Familie wird vorsorglich evakuiert

Ein Großaufgebot am Donnerstagabend in Hohenmölsen in der Friedensstraße 7: Die Bewohner müssen unverzüglich und vorsorglich ihr Haus verlassen. Offenbar ist der Baugrund instabil, die Gefahr, dass es einstürzen könnte, gegeben. So das Urteil eines Statikers. Das Ordnungsamt der Stadt Hohenmölsen ist am Ort des Geschehens, sperrt Teilbereiche ab, evakuiert die Familie; das Technische Hilfswerk sichert mit Stützwänden das Gebäude und auch Thomas Civeyrac von der MIDEWA Wasserversorgungsgesellschaft in Mitteldeutschland mbH verfolgt die unerwarteten Ereignisse in der Friedensstraße 7. Gemeinsam entschließt man sich, noch am Abend vor dem Hauseingang eine Baugrube auszuheben, um die durchfeuchteten Kellerwände besser sichern zu können.

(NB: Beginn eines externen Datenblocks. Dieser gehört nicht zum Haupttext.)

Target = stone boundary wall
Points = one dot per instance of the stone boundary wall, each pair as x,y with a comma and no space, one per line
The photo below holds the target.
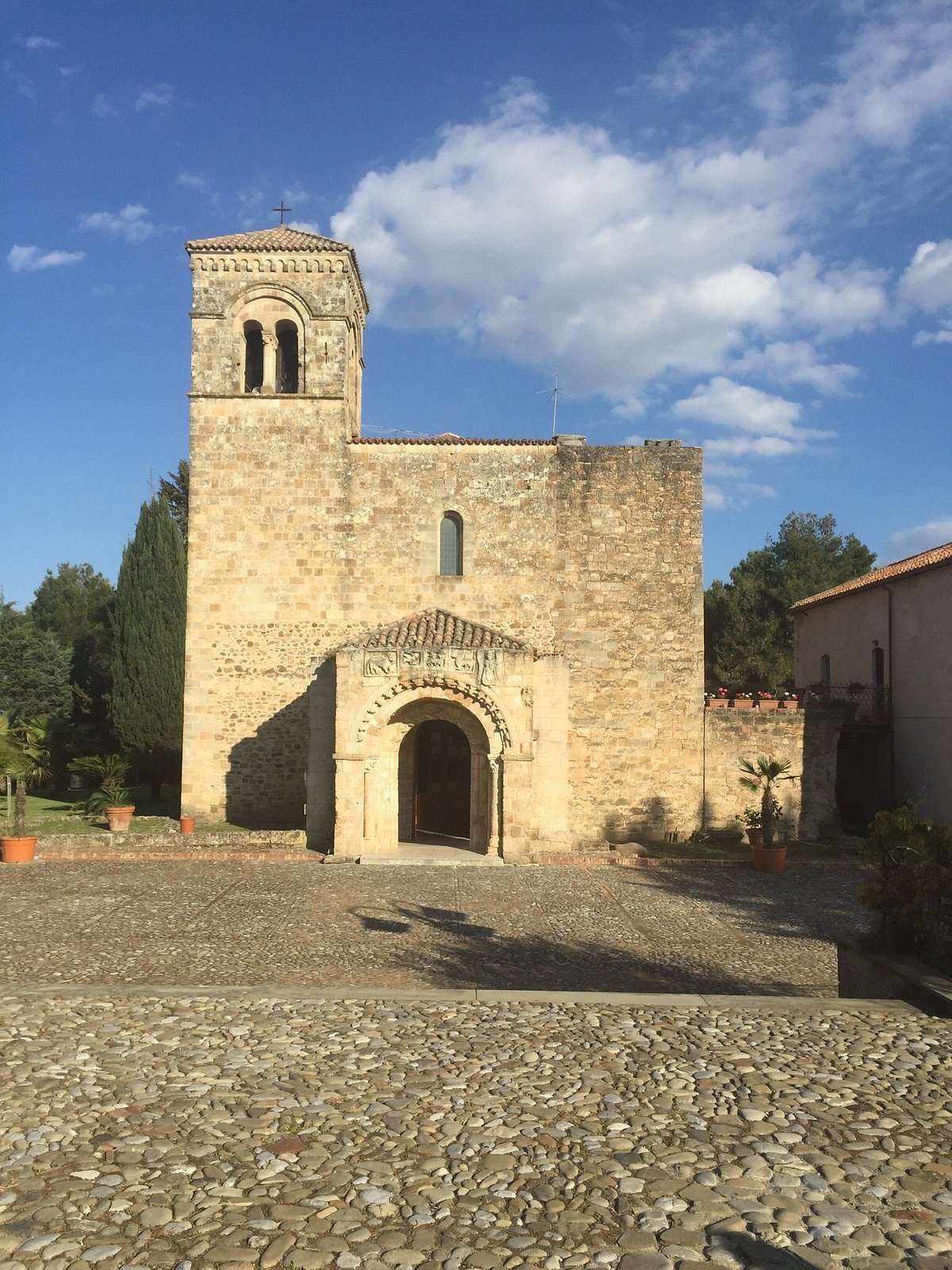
808,738
171,840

Im April hatte es in der Straße einen Wasserrohrbruch gegeben, der unmittelbar danach behoben wurde. Auch in den Keller des Hauses in der Friedensstraße 7 war damals Wasser eingedrungen. Es sei davon auszugehen, dass die Bausubstanz und der Baugrund des alten Hauses dadurch nachhaltig geschädigt worden sind, betont Civeyrac, der die zuständige Niederlassung Saale – Weiße Elster des Wasserversorgers leitet. Er sagt: „Niemand kann Wasserrohrbrüche vermeiden und vorhersehen. Sie werden immer wieder auftreten. Das Wasser sucht sich im Erdreich seinen Weg. Wir können nur gewährleisten, dass wir Leckagen so schnell es geht, beseitigen. Das ist auch hier in Hohenmölsen im April passiert. Leider sind die Folgen dieses Rohrbruches nicht absehbar gewesen und vor allem für die Familie natürlich sehr schlimm.“

Die MIDEWA hatte unmittelbar nach dem Rohrbruch einen Statiker hinzugezogen, der den Zustand und die Tragfähigkeit der Straße bewerten sollte – und damit mögliche Auswirkungen des Rohrbruchs. Von ihm, so Civeyrac, sei jetzt auch der entscheidende Hinweis gekommen, dass das Haus in der Friedensstraße 7 gefährdet sein könnte; damit auch dessen Bewohner, eine Familie mit einem vierjährigen Kind.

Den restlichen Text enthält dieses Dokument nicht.